Spending pressures remain
Families' improved positivity comes despite the fact that a large proportion of their household budget still goes on essential bills. The figures show that seven in 10 households with children spend at least three quarters of their income on bills and essentials, while 20% spend all of their income each month, leaving them without any disposable income whatsoever.
Many households feel they're spending more on basic essentials than they were a year ago, too: 50% of those surveyed said they're spending more on utility bills, 37% are spending more on water, 44% have higher petrol costs and 46% spend more on groceries. As well as spending more on essentials, many people also believe they're spending less on leisure items (42%) and clothes (34%) than last year, highlighting the increased pressure a lot of household budgets are under.

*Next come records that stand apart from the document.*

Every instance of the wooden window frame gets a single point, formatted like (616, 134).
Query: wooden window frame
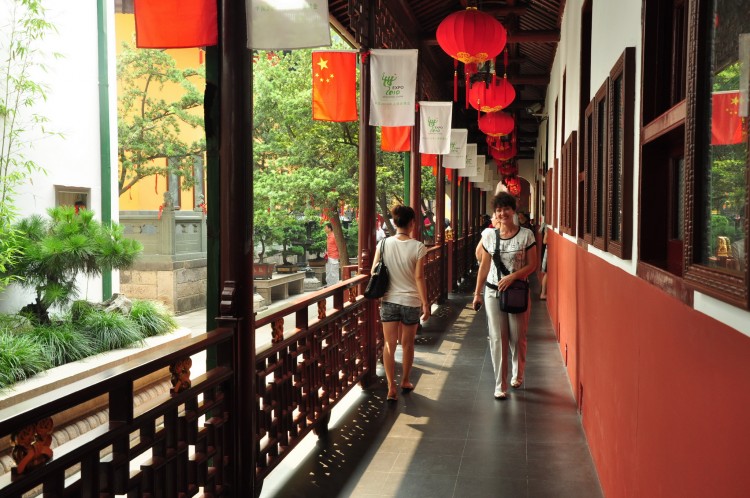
(568, 184)
(599, 178)
(620, 183)
(587, 151)
(719, 283)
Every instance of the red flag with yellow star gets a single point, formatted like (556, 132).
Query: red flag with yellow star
(334, 86)
(726, 124)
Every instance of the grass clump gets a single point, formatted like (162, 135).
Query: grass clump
(152, 318)
(63, 342)
(111, 330)
(20, 358)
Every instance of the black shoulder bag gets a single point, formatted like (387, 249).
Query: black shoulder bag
(514, 299)
(378, 284)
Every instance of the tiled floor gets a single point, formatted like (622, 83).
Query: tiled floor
(450, 437)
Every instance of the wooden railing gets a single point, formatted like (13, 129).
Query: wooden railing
(434, 273)
(301, 375)
(185, 442)
(180, 443)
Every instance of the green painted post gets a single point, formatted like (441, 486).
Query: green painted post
(104, 132)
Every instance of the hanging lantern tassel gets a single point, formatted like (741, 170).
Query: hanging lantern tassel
(468, 77)
(455, 80)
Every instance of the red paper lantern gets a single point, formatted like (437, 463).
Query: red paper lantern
(494, 98)
(471, 36)
(514, 185)
(507, 169)
(496, 124)
(504, 153)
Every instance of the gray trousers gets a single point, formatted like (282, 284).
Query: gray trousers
(506, 331)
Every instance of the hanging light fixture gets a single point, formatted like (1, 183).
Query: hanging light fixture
(471, 37)
(497, 124)
(495, 97)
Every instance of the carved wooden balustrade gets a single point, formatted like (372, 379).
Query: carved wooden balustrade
(305, 371)
(434, 272)
(178, 445)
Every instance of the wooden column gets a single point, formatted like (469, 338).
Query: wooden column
(415, 179)
(367, 209)
(440, 228)
(440, 204)
(236, 252)
(454, 228)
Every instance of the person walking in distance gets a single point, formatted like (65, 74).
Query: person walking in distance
(333, 267)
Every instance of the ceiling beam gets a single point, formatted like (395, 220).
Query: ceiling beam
(529, 36)
(537, 36)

Philip Robinson, savings director for Lloyds Bank, commented: "Families are still feeling the pinch, with spending on bills continuing to take up most of their household income. Improvements in the wider economy have not yet taken the pressure off household finances, but these improvements are having some effect, with families thinking they'll have more disposable income in six months time."
Hopefully, this extra disposable income will have a positive effect on the savings habits of families, because current savings levels are still worryingly low. The survey found that 32% of families weren't able to save anything at all in the preceding 12 months, up 2% from last year, while across the population, 50% have less than two months' income in savings – suggesting that many wouldn't be able to cope with an unexpected financial shock.
Bearing this in mind, it's all the more positive that families are feeling more confident in their financial futures. The improved economic environment could be starting to have an effect, and it's hoped that in the next few months, families will really feel the difference in their budgets. Being able to stash away more in savings accounts could boost positivity even more, ensuring families are completely financially prepared.